A carne ficou mais barata em Rio Branco? Os dados dizem que sim, ao menos nos cortes nobres. Mas será que essa redução chega de fato ao carrinho do consumidor? E onde comprar sai mais em conta, no supermercado ou no açougue? O Observatório do Preço das Carnes em Rio Branco, plataforma do Programa de Educação Tutorial do curso de Economia da Ufac, levantou os números de maio de 2026 e as respostas podem surpreender.

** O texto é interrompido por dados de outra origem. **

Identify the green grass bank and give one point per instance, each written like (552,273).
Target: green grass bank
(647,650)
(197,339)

Segundo o levantamento, a picanha foi vendida em média a R$ 67,12 o kg em maio, recuo de 6% em relação a abril e queda acumulada de 6,1% no ano. O filé também ficou mais barato, custando R$ 68,87 o kg, baixa de 5,6% no mês. Já o coxão mole manteve estabilidade, com preço de R$ 40,25 o kg e variação mensal quase nula. A média geral dos cortes ficou em R$ 38,42 o kg, com queda de 0,6% no mês, mas ainda com alta de 4,7% nos últimos 12 meses, o que mostra que a carne segue mais cara do que estava há um ano.

Para quem quer economizar, o açougue ainda é a melhor pedida. O levantamento mostra que comprar carne em supermercados sai consistentemente mais caro do que em açougues. Na picanha, a diferença chega a R$ 4,24 por kg. No filé, a diferença é de R$ 4,90 por kg, e na média geral, de R$ 2,45 por kg. Valores que fazem diferença no bolso de quem compra carne com regularidade.

O Observatório do Preço das Carnes em Rio Branco é mantido pelo PET Economia, grupo de alunos bolsistas tutorados e financiados pelo Ministério da Educação. O grupo realiza estudos sobre a economia acreana, publica boletins econômicos e conduz levantamentos periódicos de preços e monitoramento da inflação no estado, com dados disponíveis em plataforma digital de acesso público.